Table 1 Demographic characteristics of the study subjects with pleural effusion.
Figure 2
figure 2

Scatterplot of scores obtained from all volatile metabolites by GC–MS of all samples. Blue plots show cases of lung cancer, and green plots show cases of nonmalignant disease as controls. The confidence ellipse based on Hotelling’s T2 test shows that there are no outliers. The score plot shows the excellent discrimination capability of the volatile metabolites of pleural fluid.

Figure 3
figure 3

Permutation test of PLS-DA with VIP scores greater than 1. A permutation test with 200 random permutations and two components in the PLS-DA model showed R2 = 0.79 (green triangles) and Q2 = 0.65 (blue squares); values from the permuted test (bottom left) were significantly lower than the corresponding original values (top right).

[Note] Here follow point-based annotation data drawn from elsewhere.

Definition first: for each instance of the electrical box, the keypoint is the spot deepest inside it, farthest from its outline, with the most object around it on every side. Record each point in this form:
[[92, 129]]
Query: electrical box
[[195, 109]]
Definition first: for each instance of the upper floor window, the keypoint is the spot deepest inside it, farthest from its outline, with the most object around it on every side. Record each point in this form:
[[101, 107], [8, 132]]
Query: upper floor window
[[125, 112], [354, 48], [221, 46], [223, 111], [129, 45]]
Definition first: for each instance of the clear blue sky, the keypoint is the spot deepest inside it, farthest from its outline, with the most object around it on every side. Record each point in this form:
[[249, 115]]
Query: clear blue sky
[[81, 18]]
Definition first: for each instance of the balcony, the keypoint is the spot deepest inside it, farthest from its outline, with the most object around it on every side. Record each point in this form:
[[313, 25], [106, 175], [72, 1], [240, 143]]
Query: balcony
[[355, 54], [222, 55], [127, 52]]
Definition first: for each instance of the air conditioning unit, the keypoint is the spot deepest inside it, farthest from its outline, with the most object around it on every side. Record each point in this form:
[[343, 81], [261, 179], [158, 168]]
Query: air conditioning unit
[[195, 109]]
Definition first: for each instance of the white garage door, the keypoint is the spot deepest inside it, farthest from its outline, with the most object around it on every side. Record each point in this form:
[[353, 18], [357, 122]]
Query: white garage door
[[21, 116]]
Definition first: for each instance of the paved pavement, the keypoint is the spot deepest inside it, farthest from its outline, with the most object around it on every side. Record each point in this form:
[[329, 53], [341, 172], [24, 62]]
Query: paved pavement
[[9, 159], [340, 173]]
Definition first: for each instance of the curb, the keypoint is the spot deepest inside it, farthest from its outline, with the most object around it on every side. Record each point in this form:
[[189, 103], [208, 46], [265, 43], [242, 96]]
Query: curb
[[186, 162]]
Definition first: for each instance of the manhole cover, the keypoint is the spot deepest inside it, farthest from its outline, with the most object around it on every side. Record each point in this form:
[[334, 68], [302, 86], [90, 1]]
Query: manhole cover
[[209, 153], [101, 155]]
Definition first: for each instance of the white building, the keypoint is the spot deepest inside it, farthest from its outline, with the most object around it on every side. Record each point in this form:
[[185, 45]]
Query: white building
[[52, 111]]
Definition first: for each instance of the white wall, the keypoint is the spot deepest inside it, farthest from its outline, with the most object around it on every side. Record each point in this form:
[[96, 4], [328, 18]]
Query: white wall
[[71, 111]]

Table 2 Selected volatile metabolites with FC > 1.2 or < 0.8, VIP > 1, and p value by bootstrap t-test < 0.05.
Figure 4
figure 4

Topology-based pathway analysis showing metabolic pathways affected in lung cancer. The metabolome view shows matched pathways according to the p values from the pathway enrichment analysis and pathway impact values from the pathway topology analysis. The most impacted metabolic pathways are specified by the volume and color of the spheres (yellow, least relevant; red, most relevant) according to their statistical relevance p and impact values.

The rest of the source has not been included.